Donna Rachele accese il lume, e lo depose sulla grande tavola di quercia che nereggiava in fondo alla stanza, tra l’uscio dell’andito e la finestra. E la vasta camera, alquanto bassa e affumicata, col soffitto di legno sostenuto da grosse travi, apparve ancora più triste alla luce giallognola del lume ad olio. Anche là dentro tutto era vecchio e cadente: ma il canapè antico, dalla stoffa lacerata, la tavola di quercia, il guardarobe tarlato, il guindalo, la cassapanca scolpita, e insomma tutti i mobili conservavano, nella loro miseria, nella loro vecchiaia, qualche cosa di nobile e distinto. Su un tettuccio, in fondo alla camera, stava seduto, appoggiato ai cuscini di cotonina a quadrati bianchi e rossi, un vecchio asmatico che respirava penosamente.

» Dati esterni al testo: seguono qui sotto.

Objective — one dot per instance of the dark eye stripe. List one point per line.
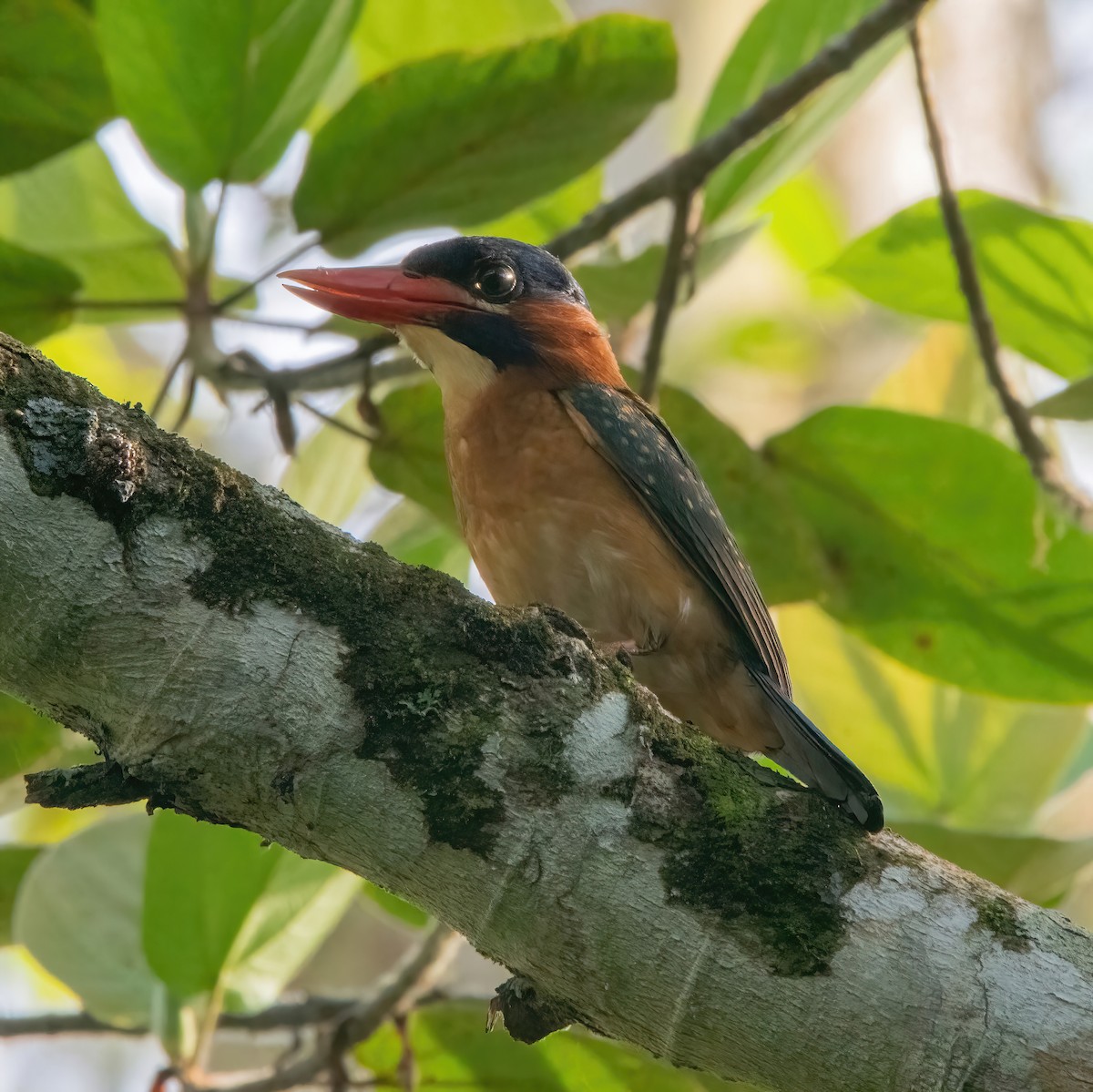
(496, 282)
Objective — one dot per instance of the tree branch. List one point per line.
(688, 172)
(667, 293)
(416, 975)
(287, 1015)
(1042, 462)
(254, 666)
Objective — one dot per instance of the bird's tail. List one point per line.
(808, 754)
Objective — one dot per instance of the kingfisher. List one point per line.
(572, 491)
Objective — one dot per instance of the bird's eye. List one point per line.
(496, 282)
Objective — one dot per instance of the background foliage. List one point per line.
(934, 602)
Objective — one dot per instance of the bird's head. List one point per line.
(473, 310)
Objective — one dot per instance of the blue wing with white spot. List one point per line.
(642, 449)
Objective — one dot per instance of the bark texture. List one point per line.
(238, 659)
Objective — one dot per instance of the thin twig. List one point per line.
(667, 293)
(334, 424)
(1041, 460)
(161, 396)
(130, 304)
(414, 978)
(342, 371)
(301, 247)
(277, 323)
(689, 170)
(290, 1015)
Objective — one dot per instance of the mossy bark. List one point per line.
(236, 659)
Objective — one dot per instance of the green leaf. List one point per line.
(779, 544)
(408, 456)
(26, 736)
(541, 219)
(943, 552)
(1037, 271)
(393, 32)
(407, 913)
(74, 209)
(329, 475)
(1074, 403)
(79, 913)
(36, 293)
(458, 139)
(938, 754)
(782, 36)
(15, 862)
(53, 92)
(414, 536)
(223, 911)
(452, 1052)
(217, 90)
(618, 290)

— Si sta freschi, sì, si sta freschi, — egli riprese a borbottare con voce ansante e dispettosa — ; potessi star fresco almeno! Annesa, figlia del demonio, se tu mi portassi almeno un po’ d’acqua!
— Annesa, porta un po’ d’acqua a zio Zua, — pregò donna Rachele, attraversando la cucina ancora più vasta e affumicata della camera.